РЕВИЗИОНИСТ
В 60-е, когда от Китая отшатнулись многие его прежние друзья, кому-то из руководящих китайских товарищей, может, министру иностранных дел Чэнь-бодэ, а может, самому генералу Линь Бяо пришла в голову превосходная мысль — пригласить в страну какого-нибудь известного зарубежного писателя и пусть этот известный зарубежный писатель напишет честные объективные очерки о великой культурной революции и вообще о положении дел в стране.
Почему-то выбор пал на моего друга — болгарского поэта Божидара Божилова.
В Пекине известного болгарского поэта поселили в гостинице «Шанхай». В бесчисленных её номерах, предназначенных только для иностранцев, жил тогда всего один иностранец — Божидар Божилов, приглашённый министром иностранных дел Чэнь-бодой или генералом Линь Бяо для написания честных объективных очерков о великой культурной революции и вообще о положении дел в стране.
Питался Божидар в чудовищно огромном и в столь же пустом ресторане.
Бар на горизонте был почти не виден. Когда появлялся китайский официант, Божидар отправлял его к бару за рюмкой китайской водки и тот послушно уходил в долгую и, наверное, опасную экспедицию. По крайней мере, наполненную рюмку не всегда приносил именно тот же официант. Прикончив рюмку, Божидар незамедлительно отправлял официанта обратно. Это повторялось много раз, но ни одному китайскому официанту в голову не пришло принести не рюмку, а сразу всю бутыль.
Из гостиницы Божидара не выпускали, никто его не навещал, читать китайские газеты и многочисленные дацзыбао он так и не научился, хотя скоро начал воспроизводить мотив всем известной песни «Алеет восток».
А дни уходили.
Даже недели уходили.
Однажды, утомлённый одиночеством, испытываемым им в одном из самых перенаселённых городов мира, Божидар разнервничался.
«Послушайте, — сказал он маленькому переводчику, днём и ночью, как тень, следовавшему за ним. — Я приехал в Китай написать честные объективные очерки о великой китайской культурной революции и вообще о положении дел в стране, но я никого не вижу, ни с кем не встречаюсь, даже не могу выйти из гостиницы, а окна в моём номере занавешены такими хитрыми шторами, что я не могу их открыть».
«Вы говорите, как ревизионист, — ответил переводчик, часто и укоризненно кивая чёрной головой, украшенной прямым китайским пробором. — Мы создали вам все условия, вам надо лишь сесть за стол и написать честные и объективные очерки о великой китайской культурной революции и вообще о положении дел в стране. Если вы готовы, мы сегодня же предложим вам черновик ваших будущих очерков».
«Какой черновик? Я не знаю, о чём писать! — возмутился Божидар. — Мне нужны встречи с живыми людьми. Есть в Пекине живые люди? Я требую встреч со своими коллегами китайскими писателями!»
«Вы говорите, как ревизионист, — егромко и опасливо повторил переводчик, всё так же часто и укоризненно кивая, — но мы пойдём вам навстречу. Завтра вы получите полный черновик ваших будущих честных и объективных очерков о великой китайской культурной революции и вообще о положении дел в стране, и завтра же вы встретитесь с молодыми революционными писателями Китая, вышедшими из народа. Вы даже можете задать им любые вопросы, но лучше задать их сейчас мне, тогда писатели смогут правильно подготовиться. Мы даже провезём вас по улицам столицы, конечно, в сопровождении специальных людей».
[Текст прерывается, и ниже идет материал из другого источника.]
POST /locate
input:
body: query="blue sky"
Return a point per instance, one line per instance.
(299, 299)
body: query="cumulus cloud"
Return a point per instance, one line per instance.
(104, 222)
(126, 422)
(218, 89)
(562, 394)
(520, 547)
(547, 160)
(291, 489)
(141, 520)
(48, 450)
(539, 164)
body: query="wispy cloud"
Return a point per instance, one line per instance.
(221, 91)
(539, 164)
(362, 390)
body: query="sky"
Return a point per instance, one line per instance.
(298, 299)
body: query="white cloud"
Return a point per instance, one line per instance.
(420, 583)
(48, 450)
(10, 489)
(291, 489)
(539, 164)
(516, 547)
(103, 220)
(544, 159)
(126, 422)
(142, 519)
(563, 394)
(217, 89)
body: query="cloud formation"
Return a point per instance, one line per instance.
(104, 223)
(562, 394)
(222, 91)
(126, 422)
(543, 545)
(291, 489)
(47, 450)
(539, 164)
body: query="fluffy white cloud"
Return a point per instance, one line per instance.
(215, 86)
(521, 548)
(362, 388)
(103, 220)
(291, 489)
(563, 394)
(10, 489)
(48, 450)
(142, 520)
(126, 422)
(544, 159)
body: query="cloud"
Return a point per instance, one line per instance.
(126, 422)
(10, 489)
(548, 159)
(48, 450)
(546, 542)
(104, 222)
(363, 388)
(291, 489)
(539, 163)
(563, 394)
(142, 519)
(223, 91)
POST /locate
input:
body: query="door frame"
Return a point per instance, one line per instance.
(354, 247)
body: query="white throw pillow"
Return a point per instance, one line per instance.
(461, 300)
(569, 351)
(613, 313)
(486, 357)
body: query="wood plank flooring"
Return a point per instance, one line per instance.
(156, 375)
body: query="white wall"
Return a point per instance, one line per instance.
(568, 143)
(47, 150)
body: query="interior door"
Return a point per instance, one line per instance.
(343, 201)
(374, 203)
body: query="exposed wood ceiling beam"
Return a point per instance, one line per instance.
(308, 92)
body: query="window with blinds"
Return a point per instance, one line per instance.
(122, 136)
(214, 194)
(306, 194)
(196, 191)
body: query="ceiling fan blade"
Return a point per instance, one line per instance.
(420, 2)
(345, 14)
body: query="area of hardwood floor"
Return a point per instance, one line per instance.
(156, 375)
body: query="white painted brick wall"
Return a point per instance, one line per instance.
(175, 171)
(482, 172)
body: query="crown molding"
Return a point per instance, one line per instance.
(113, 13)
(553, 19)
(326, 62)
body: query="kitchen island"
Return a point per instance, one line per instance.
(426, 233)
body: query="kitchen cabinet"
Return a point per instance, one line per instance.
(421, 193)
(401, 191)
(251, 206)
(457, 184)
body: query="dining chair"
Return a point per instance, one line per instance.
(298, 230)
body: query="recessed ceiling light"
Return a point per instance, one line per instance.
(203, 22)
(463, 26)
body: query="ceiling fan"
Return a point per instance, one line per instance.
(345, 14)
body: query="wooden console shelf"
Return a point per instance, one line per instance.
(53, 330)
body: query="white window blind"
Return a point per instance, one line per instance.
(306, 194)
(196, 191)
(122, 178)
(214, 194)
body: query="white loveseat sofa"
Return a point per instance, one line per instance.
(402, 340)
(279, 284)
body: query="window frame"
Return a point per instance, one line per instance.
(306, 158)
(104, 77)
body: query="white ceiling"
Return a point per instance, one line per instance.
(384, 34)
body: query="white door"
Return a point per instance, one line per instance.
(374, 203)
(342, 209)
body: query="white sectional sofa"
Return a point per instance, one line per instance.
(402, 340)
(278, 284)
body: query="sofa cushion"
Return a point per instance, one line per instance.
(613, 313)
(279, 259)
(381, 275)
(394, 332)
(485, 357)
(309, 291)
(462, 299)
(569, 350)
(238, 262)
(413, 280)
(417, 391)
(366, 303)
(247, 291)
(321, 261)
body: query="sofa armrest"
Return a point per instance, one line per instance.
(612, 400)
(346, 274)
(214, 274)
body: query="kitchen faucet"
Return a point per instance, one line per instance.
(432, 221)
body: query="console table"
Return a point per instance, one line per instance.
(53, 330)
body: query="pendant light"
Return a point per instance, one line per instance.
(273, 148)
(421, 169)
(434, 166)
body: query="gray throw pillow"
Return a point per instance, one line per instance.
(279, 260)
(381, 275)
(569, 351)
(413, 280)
«Зачем мне ваше сопровождение? Разве я член ЦК или американский шпион?» — неудачно пошутил Божидар.
Переводчик не ответил.
Он часто и укоризненно кивал.
На расстоянии метра всё вокруг него покрылось корочкой льда.
Тем не менее, на другой день трое крепких молчаливых мужчин в униформе привезли Божидара в закрытой машине к огромному каменному сумрачному зданию и по бесчисленным пустым коридорам провели в такой же огромный и сумрачный кабинет. Божидар хорошо знал, что каждый четвёртый человек на земном шаре — китаец, но тут его обуяли некоторые сомнения: ведь он жил в Китае уже три недели и практически никого, кроме переводчика, официанта и этих вот сопровождающих, не видел. К счастью в кабинете на длинной деревянной, покрытой искусным узором скамье, метрах в трех от стола, предназначенного для Божидара и переводчика, сидели семь молодых китайцев, поразительно похожих друг на друга. Сходство усугублялось синей униформой. Над головами молодых китайцев, аккуратно на прямой пробор причёсанных, висел величественный портрет Великого Кормчего.